Find the condition that curves `2x=y^(2) and 2xy=k` intersect orthogonally.

To find the condition that the curves \(2x = y^2\) and \(2xy = k\) intersect orthogonally, we will follow these steps: ### Step 1: Differentiate the first curve The first curve is given by the equation: \[ 2x = y^2 \] Differentiating both sides with respect to \(x\): \[ 2 \frac{dx}{dx} = 2y \frac{dy}{dx} \] This simplifies to: \[ 2 = 2y \frac{dy}{dx} \] Thus, we can solve for \(\frac{dy}{dx}\): \[ \frac{dy}{dx} = \frac{1}{y} \] ### Step 2: Find the slope at the intersection point Let the point of intersection be \((x_1, y_1)\).
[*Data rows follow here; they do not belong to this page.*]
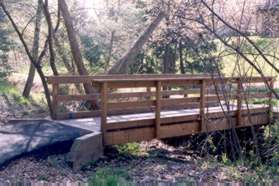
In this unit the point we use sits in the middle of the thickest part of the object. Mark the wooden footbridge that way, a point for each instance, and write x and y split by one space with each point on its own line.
143 107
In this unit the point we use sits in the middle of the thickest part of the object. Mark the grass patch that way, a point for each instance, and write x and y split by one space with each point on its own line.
129 149
110 177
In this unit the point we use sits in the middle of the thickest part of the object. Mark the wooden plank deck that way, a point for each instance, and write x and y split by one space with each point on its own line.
162 106
94 124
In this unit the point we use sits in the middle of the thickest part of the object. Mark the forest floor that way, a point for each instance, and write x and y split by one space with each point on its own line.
157 162
144 162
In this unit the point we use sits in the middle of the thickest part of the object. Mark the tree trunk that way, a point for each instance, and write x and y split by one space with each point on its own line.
35 50
110 51
122 66
169 60
181 62
75 48
35 63
50 40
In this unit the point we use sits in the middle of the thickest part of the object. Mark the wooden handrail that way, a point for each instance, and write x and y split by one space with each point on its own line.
148 97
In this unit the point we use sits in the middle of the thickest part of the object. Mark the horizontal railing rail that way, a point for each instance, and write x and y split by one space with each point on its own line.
132 94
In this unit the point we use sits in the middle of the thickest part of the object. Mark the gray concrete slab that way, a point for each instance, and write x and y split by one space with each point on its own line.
19 137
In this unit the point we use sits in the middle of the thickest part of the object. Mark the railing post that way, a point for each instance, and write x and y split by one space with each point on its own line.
104 109
239 102
158 108
55 91
202 105
270 100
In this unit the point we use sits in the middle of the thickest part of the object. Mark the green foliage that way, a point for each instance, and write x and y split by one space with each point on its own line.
110 177
129 149
200 57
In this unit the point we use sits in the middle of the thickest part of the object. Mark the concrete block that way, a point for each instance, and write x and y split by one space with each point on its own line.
86 149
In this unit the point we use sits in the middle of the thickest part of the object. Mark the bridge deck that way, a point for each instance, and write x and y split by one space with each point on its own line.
259 116
162 106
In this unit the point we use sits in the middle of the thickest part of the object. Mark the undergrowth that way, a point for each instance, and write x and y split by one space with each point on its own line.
110 176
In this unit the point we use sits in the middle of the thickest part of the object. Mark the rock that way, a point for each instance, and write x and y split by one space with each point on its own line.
85 149
20 137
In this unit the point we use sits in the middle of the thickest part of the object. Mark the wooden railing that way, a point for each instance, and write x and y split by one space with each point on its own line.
125 94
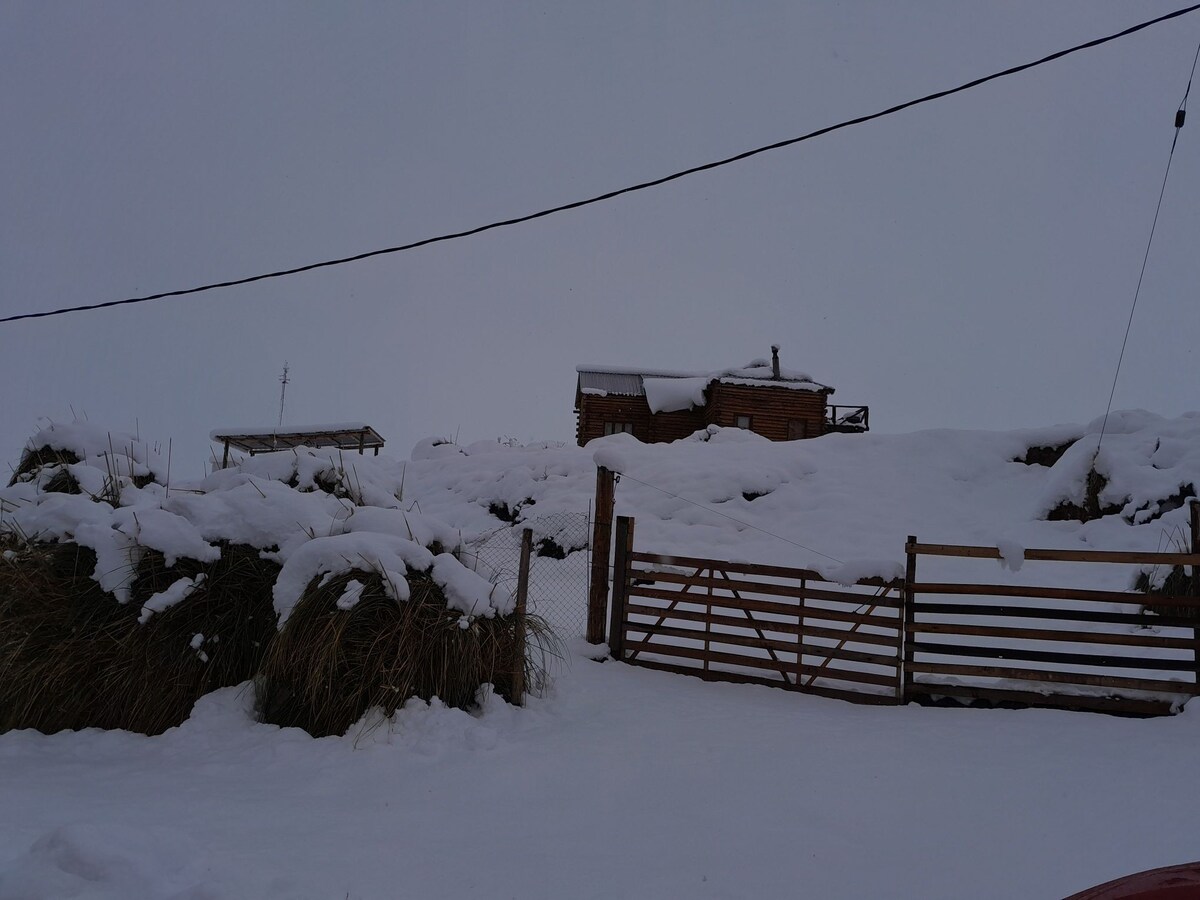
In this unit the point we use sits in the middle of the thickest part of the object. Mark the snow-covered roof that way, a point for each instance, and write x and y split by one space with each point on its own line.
605 381
346 436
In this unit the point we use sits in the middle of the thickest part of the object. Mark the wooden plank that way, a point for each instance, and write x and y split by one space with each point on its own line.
1032 675
657 612
1059 701
771 571
891 623
1141 619
699 635
835 634
1062 556
725 603
1097 660
1029 591
712 582
785 611
1033 634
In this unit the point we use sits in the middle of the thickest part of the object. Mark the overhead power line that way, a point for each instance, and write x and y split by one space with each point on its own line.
611 195
1181 113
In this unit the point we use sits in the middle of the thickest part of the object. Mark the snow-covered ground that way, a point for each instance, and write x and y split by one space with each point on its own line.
624 783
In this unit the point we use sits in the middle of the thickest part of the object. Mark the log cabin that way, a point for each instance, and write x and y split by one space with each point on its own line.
658 406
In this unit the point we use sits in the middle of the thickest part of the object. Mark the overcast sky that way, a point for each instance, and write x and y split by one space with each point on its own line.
965 264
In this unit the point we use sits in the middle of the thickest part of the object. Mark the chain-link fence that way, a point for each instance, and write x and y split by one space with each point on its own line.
558 567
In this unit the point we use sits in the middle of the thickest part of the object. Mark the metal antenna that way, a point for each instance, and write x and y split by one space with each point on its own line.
283 396
283 390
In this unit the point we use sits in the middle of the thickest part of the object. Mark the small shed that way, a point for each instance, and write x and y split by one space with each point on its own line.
357 437
659 406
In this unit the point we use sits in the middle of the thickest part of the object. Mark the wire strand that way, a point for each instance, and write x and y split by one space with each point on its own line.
741 522
1150 243
610 195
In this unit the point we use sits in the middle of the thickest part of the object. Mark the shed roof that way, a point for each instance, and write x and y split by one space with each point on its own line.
342 436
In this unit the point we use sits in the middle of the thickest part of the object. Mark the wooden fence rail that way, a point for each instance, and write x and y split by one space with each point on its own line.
885 642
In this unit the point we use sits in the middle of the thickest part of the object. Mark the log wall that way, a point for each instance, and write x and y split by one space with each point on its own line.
771 411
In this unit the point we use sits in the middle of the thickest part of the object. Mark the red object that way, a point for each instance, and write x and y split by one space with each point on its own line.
1175 882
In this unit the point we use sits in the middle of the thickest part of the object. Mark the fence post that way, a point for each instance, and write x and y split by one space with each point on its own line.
1194 509
907 601
522 598
601 546
621 587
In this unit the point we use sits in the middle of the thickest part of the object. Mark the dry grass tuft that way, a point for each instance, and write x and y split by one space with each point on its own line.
329 666
71 657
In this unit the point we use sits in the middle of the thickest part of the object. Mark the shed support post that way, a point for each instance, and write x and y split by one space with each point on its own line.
601 547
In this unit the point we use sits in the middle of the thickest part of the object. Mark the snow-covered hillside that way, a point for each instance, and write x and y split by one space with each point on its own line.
617 783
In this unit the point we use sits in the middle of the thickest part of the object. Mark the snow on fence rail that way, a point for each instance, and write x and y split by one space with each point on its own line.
1050 646
905 640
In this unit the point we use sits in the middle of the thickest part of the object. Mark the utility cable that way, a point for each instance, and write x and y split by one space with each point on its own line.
741 522
610 195
1180 115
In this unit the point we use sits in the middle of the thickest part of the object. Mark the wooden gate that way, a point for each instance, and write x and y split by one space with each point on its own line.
1050 646
737 622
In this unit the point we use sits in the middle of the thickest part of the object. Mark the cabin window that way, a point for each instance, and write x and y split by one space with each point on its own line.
618 427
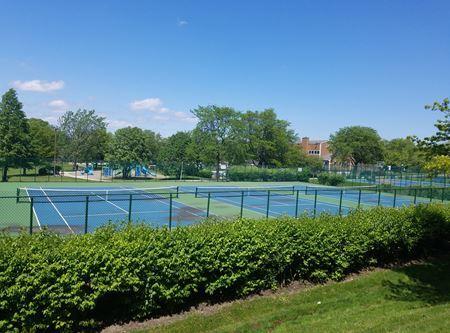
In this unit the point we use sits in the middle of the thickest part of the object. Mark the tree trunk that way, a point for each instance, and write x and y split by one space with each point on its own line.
5 174
217 167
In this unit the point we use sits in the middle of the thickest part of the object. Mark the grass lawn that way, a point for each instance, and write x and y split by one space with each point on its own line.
415 298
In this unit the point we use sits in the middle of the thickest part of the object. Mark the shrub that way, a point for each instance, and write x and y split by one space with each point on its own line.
66 283
331 179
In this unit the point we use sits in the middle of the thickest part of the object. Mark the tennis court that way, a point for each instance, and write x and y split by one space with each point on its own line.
73 210
78 210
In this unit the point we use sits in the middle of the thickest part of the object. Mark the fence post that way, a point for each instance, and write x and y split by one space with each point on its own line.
315 203
86 215
31 215
207 205
268 204
242 204
170 211
130 207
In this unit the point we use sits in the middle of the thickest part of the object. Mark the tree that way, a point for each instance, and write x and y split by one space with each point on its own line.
14 133
269 140
356 144
83 136
219 132
438 164
174 154
402 152
439 143
42 136
131 146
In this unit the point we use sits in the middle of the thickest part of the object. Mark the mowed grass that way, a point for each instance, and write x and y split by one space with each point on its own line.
415 298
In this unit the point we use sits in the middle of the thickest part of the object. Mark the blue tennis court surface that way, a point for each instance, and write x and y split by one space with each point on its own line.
76 210
65 210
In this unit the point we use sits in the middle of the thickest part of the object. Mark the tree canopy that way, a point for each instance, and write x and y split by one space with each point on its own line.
130 146
42 137
83 136
402 152
14 133
356 144
438 143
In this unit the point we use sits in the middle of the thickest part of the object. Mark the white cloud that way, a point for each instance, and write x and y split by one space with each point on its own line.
150 104
38 85
115 123
58 104
182 23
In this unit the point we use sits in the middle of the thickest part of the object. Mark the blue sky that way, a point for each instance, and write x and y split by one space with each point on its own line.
321 65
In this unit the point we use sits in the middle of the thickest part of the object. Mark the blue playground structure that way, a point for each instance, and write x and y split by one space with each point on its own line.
88 170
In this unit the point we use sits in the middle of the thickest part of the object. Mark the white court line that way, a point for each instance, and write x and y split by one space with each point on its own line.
112 203
118 214
179 207
57 210
34 211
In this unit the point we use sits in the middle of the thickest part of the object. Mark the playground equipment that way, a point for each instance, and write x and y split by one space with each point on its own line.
89 170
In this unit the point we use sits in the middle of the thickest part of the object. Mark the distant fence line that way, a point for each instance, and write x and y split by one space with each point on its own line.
70 211
108 171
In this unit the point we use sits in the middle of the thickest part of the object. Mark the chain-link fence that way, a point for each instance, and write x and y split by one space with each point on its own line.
83 210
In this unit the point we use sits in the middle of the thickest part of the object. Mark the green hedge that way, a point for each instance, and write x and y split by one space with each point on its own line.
263 174
331 179
68 283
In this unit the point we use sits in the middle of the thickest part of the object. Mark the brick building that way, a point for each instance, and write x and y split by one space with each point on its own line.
317 148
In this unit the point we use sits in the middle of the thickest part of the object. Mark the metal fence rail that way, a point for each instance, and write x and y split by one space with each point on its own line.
83 213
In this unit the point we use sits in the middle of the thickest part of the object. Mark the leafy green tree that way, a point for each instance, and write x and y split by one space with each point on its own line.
219 131
83 136
14 133
174 155
439 143
131 146
402 152
438 164
43 137
355 145
270 141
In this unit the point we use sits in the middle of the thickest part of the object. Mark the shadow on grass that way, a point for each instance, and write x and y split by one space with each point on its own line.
427 282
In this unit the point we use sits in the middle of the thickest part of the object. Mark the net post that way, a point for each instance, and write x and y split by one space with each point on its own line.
86 215
31 215
208 204
315 203
130 206
170 211
242 204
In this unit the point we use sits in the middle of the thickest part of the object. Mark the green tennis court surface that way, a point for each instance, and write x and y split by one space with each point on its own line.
82 209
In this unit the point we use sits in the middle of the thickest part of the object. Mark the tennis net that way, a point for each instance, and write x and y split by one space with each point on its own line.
226 191
323 190
45 195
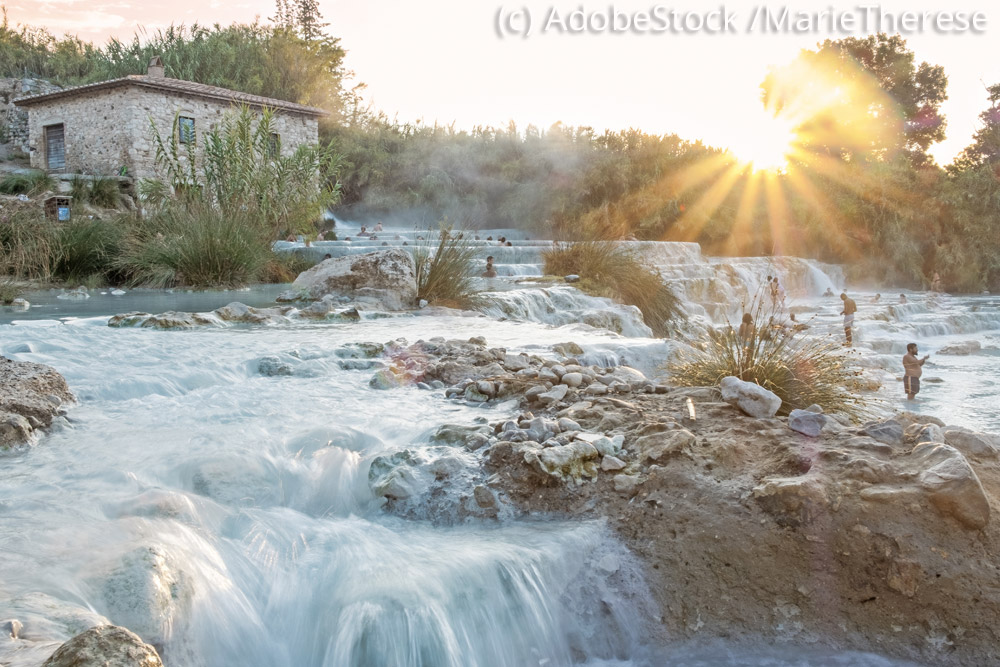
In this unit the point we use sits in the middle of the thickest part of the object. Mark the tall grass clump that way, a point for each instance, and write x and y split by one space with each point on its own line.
243 172
801 370
611 270
30 184
28 246
86 249
448 276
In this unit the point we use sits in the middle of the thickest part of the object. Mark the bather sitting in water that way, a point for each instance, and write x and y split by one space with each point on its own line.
490 272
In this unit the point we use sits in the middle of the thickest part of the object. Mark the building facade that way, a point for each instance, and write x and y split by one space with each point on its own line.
106 128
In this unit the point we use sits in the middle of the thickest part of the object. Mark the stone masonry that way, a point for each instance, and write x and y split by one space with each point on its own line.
107 128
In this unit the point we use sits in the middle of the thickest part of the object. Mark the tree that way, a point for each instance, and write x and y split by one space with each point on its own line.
985 147
862 98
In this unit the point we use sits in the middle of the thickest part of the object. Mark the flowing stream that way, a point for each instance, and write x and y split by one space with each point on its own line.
225 515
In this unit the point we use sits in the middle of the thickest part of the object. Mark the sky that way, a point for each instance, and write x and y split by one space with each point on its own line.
448 61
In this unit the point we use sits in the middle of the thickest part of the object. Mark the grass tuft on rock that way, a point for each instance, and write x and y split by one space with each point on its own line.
611 270
448 276
800 369
31 184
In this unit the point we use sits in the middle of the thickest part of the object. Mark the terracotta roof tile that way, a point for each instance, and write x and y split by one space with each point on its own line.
176 86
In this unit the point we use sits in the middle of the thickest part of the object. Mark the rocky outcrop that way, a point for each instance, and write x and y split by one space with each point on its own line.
384 280
31 396
801 529
105 646
751 398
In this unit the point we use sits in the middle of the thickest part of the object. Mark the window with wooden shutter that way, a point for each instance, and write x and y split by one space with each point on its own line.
55 147
185 129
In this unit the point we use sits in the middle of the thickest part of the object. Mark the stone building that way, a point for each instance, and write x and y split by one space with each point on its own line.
102 127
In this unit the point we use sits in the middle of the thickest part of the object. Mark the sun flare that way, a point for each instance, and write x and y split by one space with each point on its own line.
764 141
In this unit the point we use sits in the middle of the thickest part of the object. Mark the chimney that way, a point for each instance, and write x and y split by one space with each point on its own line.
155 69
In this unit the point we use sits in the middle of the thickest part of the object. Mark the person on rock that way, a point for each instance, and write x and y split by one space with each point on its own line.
849 309
746 328
490 272
913 368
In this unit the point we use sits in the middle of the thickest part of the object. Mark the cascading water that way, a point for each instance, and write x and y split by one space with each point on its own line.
226 514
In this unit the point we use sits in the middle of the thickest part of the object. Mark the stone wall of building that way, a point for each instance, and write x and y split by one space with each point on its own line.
109 129
13 119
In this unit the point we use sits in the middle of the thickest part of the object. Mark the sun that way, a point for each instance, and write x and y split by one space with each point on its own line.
763 140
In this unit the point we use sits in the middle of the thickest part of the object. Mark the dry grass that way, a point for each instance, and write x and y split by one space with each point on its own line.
802 370
608 269
448 277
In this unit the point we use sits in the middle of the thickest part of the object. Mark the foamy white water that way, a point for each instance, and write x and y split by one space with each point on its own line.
226 515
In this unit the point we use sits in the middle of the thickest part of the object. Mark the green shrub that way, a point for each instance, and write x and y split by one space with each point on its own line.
609 269
800 369
447 278
30 184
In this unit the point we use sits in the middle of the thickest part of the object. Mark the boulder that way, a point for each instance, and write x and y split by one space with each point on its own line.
889 432
386 276
565 463
105 646
751 398
806 422
952 485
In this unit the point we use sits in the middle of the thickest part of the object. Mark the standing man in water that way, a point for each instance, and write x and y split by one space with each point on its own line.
490 272
913 368
849 309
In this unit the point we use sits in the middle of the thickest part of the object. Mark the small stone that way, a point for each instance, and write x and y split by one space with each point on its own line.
806 422
484 497
516 362
611 463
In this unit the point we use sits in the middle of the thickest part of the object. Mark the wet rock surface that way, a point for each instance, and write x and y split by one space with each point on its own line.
31 396
386 279
876 537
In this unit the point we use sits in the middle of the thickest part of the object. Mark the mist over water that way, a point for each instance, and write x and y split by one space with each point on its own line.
226 516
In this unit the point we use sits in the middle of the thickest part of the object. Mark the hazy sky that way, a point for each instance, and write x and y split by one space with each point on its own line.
443 60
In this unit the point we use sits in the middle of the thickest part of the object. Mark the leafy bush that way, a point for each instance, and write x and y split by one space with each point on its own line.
285 268
30 184
98 190
802 370
86 249
448 277
9 290
609 269
241 174
27 243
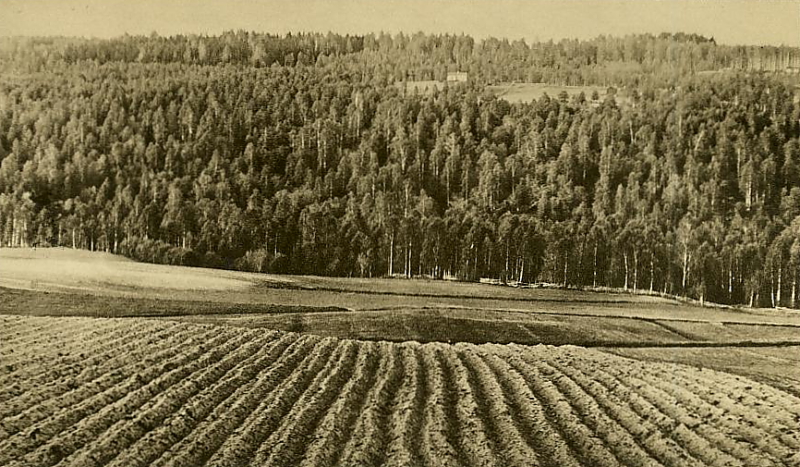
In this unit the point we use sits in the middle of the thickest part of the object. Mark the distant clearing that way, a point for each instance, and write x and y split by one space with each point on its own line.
527 92
137 392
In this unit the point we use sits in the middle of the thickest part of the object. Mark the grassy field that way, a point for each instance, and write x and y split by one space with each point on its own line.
187 366
527 92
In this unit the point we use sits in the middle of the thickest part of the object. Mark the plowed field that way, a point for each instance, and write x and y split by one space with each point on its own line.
136 392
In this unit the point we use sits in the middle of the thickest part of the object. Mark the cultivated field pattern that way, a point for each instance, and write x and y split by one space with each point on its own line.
137 392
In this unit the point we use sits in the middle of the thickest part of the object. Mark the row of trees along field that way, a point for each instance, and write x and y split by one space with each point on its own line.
306 154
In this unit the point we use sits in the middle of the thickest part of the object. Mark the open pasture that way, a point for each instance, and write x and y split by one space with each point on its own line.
527 92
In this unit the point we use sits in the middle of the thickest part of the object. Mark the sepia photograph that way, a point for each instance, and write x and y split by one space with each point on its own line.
405 233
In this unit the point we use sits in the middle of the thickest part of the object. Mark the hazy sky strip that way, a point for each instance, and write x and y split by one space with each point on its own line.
760 22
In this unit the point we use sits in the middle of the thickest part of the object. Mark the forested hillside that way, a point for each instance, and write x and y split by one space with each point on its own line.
303 154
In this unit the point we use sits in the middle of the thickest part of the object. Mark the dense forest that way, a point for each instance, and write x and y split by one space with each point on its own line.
309 154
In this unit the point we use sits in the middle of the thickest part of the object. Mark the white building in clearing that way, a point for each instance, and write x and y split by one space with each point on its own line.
457 76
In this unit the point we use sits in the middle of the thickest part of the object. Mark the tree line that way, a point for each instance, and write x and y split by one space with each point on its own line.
690 185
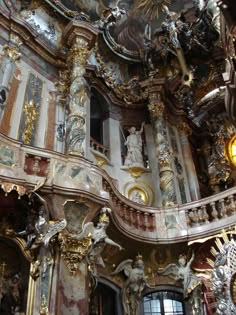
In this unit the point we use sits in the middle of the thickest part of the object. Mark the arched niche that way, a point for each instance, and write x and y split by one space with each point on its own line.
14 277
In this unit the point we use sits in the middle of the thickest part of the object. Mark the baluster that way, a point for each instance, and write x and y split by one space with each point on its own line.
153 222
200 214
195 217
222 208
47 172
205 215
36 167
214 212
188 218
231 204
118 207
126 215
131 210
146 223
123 212
138 219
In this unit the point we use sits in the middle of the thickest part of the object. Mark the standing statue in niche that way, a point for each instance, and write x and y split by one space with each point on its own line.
137 197
191 283
134 147
134 285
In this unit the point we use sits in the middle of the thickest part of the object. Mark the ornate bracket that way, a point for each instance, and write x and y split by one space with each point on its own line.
74 251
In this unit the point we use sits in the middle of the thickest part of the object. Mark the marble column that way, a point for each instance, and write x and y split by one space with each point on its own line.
80 37
193 184
73 291
12 56
166 174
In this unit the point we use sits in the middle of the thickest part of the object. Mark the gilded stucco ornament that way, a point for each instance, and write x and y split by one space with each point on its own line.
74 251
89 244
130 92
163 151
134 284
191 282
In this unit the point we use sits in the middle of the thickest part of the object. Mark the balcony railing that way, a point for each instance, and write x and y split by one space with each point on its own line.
24 166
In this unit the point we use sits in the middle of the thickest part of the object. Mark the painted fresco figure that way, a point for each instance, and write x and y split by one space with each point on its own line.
191 283
12 301
76 136
134 285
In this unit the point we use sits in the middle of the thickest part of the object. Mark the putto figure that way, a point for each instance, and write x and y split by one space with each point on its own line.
134 285
191 282
134 147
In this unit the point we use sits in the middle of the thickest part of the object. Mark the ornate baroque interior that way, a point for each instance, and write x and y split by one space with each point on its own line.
117 157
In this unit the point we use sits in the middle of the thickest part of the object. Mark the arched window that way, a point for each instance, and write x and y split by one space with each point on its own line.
232 150
163 303
105 299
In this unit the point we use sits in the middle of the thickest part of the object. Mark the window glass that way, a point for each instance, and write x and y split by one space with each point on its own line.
163 303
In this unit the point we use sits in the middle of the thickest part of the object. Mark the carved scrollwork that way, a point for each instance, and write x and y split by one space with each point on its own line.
74 251
223 274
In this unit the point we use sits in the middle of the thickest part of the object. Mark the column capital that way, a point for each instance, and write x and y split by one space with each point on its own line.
80 32
184 128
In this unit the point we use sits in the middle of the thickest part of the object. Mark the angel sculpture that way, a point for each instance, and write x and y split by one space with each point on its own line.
150 8
99 240
134 285
191 283
41 231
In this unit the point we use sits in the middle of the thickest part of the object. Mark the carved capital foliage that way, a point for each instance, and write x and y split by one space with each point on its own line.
156 106
74 251
184 129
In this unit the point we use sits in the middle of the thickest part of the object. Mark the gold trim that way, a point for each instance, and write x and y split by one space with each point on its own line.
135 171
31 293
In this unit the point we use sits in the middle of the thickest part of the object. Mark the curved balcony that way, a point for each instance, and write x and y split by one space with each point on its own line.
25 166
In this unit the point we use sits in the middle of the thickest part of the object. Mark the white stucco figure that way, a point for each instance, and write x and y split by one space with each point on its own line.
134 147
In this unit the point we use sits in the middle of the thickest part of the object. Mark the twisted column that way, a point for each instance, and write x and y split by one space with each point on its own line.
184 131
157 111
81 37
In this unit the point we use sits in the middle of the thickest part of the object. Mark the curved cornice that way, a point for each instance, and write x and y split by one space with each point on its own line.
178 223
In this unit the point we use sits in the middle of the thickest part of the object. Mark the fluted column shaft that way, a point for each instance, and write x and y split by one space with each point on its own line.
193 184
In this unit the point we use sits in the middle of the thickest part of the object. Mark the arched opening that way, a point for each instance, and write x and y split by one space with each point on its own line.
105 300
164 302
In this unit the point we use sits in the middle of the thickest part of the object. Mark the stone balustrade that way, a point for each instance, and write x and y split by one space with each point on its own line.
25 166
96 146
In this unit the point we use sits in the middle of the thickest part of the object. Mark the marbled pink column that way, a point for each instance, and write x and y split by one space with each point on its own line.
54 292
72 291
190 167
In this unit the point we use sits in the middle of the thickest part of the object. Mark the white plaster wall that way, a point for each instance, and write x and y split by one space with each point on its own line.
59 146
113 141
153 164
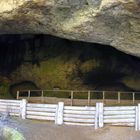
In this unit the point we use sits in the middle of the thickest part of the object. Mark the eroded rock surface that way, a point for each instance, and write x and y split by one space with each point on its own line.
111 22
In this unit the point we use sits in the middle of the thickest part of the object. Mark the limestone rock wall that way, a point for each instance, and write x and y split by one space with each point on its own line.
111 22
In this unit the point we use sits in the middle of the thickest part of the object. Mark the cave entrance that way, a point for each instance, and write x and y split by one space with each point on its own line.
52 62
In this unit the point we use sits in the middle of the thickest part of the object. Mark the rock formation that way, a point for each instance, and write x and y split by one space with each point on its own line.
111 22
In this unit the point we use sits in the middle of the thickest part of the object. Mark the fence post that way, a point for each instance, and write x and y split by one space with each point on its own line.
103 96
101 121
17 95
71 98
96 115
42 96
23 106
133 97
59 113
29 94
119 97
88 98
138 117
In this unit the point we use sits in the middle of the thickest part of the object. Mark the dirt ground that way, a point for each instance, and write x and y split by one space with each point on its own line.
36 130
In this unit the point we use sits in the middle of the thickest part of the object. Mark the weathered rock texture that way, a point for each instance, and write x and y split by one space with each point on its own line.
111 22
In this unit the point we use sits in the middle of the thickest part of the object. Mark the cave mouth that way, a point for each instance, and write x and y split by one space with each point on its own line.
51 62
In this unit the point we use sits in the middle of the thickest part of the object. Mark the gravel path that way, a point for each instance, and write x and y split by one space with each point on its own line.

The slope of the tangent to the first curve at this point is: \[ m_1 = \frac{1}{y_1} \] ### Step 3: Differentiate the second curve The second curve is given by: \[ 2xy = k \] Differentiating both sides with respect to \(x\): \[ 2y + 2x \frac{dy}{dx} = 0 \] Rearranging gives: \[ 2x \frac{dy}{dx} = -2y \] Thus, we can solve for \(\frac{dy}{dx}\): \[ \frac{dy}{dx} = -\frac{y}{x} \] ### Step 4: Find the slope at the intersection point for the second curve At the point of intersection \((x_1, y_1)\), the slope of the tangent to the second curve is: \[ m_2 = -\frac{y_1}{x_1} \] ### Step 5: Set the condition for orthogonality The curves intersect orthogonally if the product of their slopes is \(-1\): \[ m_1 \cdot m_2 = -1 \] Substituting the values of \(m_1\) and \(m_2\): \[ \left(\frac{1}{y_1}\right) \left(-\frac{y_1}{x_1}\right) = -1 \] This simplifies to: \[ -\frac{1}{x_1} = -1 \] Thus, we have: \[ x_1 = 1 \] ### Step 6: Find \(y_1\) using the first curve Substituting \(x_1 = 1\) into the first curve equation: \[ 2(1) = y_1^2 \] This simplifies to: \[ y_1^2 = 2 \quad \Rightarrow \quad y_1 = \pm \sqrt{2} \] ### Step 7: Substitute into the second curve to find \(k\) Now, we substitute \(x_1 = 1\) and \(y_1 = \sqrt{2}\) into the second curve equation: \[ 2xy = k \quad \Rightarrow \quad 2(1)(\sqrt{2}) = k \] Thus: \[ k = 2\sqrt{2} \] ### Final Condition The condition for the curves \(2x = y^2\) and \(2xy = k\) to intersect orthogonally is: \[ k = 2\sqrt{2} \]